Sedimentation in estuaries
The bedrock floor near the mouth of most estuaries is usually buried by a thick accumulation of sediment. The texture and composition of sediment in estuaries in the United States is known to be a function of river basin geology, bathymetry, and hydrologic setting. Where sediment supply is inadequate to fill drowned valleys, clay and silt are usually deposited in the central part of bays and grade shoreward and seaward into bodies of sand. Where sediment supply and tidal range are both large, such as in Oregon and northern California in the western United States, the clay and silt are commonly swept from the channels and deposited on the marginal flats. In the Gulf Coast region, small tides and abundant fine-grained sediment tend to create very shallow estuaries. Silt and clay are usually deposited in lagoons behind barrier bars, although these grade into sands around the lagoonal margins.

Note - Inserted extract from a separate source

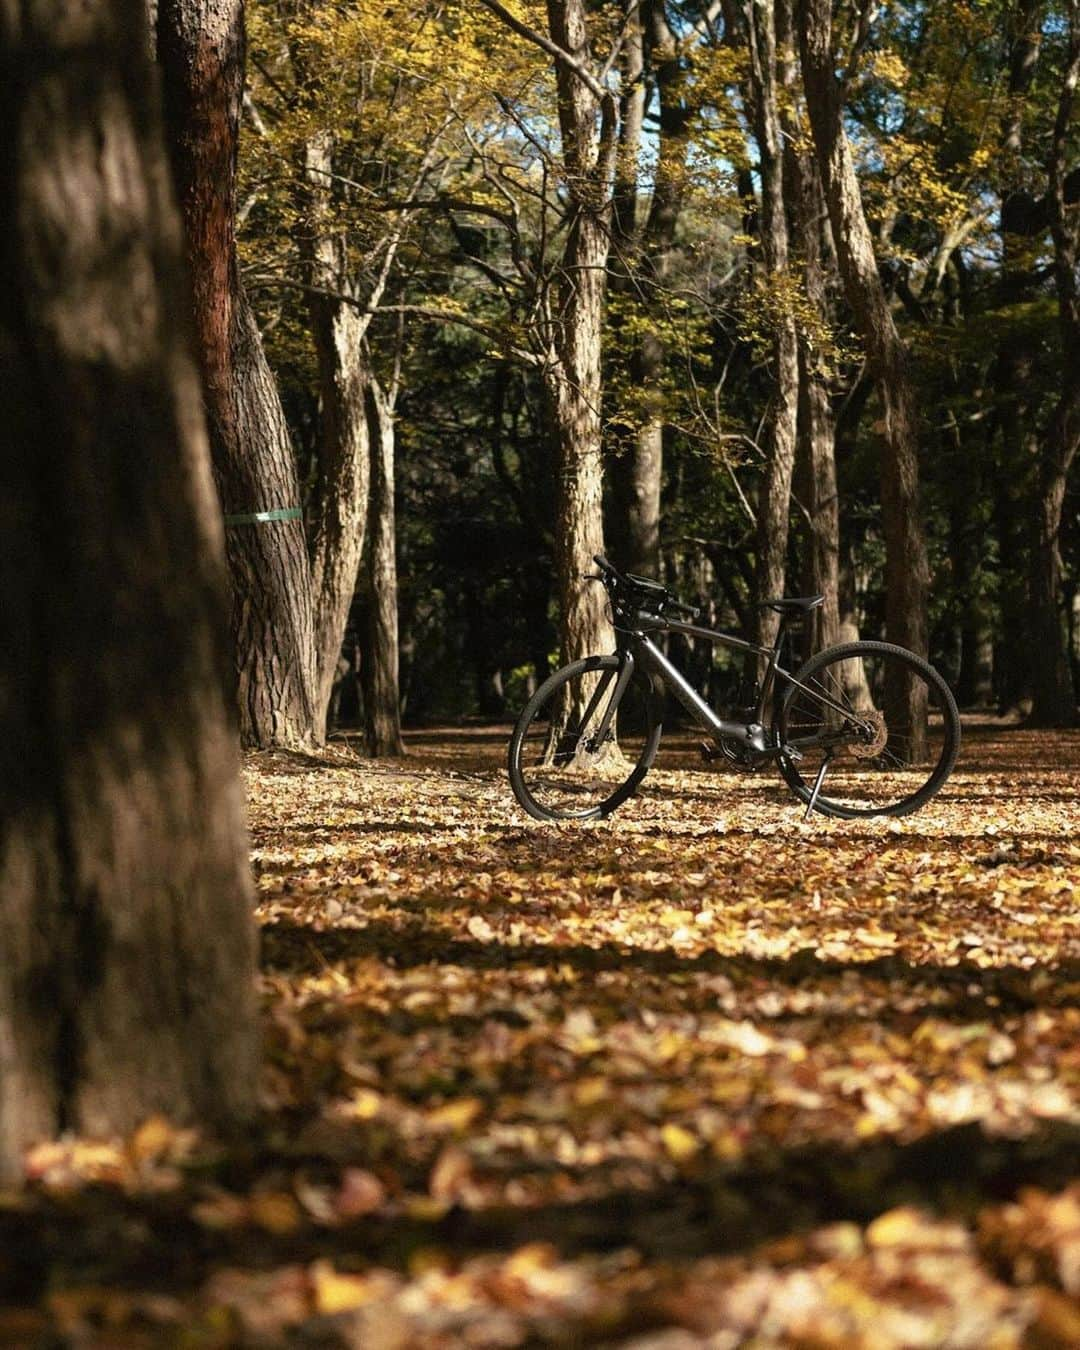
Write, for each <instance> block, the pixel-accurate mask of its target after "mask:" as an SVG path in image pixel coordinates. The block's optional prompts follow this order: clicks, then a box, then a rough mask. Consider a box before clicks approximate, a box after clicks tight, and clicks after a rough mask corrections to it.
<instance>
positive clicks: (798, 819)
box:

The character and distribution of estuarine sediment are influenced by many physical, chemical, and biologic processes, such as tidal currents, flocculation, bioturbation (the reworking and alteration of sediment by organisms), storms, morphology of the estuary, and human activities. The sediment type that is deposited, therefore, depends on the dynamics of the system, which in turn are controlled by an equilibrium between river and tidal flow. River discharge develops inertia, which results in the collision of river and ocean waters in the estuary itself. Most sediment is derived from the river system, and whether or not it is deposited within the estuary depends on how quickly the velocity is diminished by the effect of tidal currents and by the extent of the tidal range. Notwithstanding the above, it has been long recognized that net sediment transport in many open estuaries can be from the sea toward the land.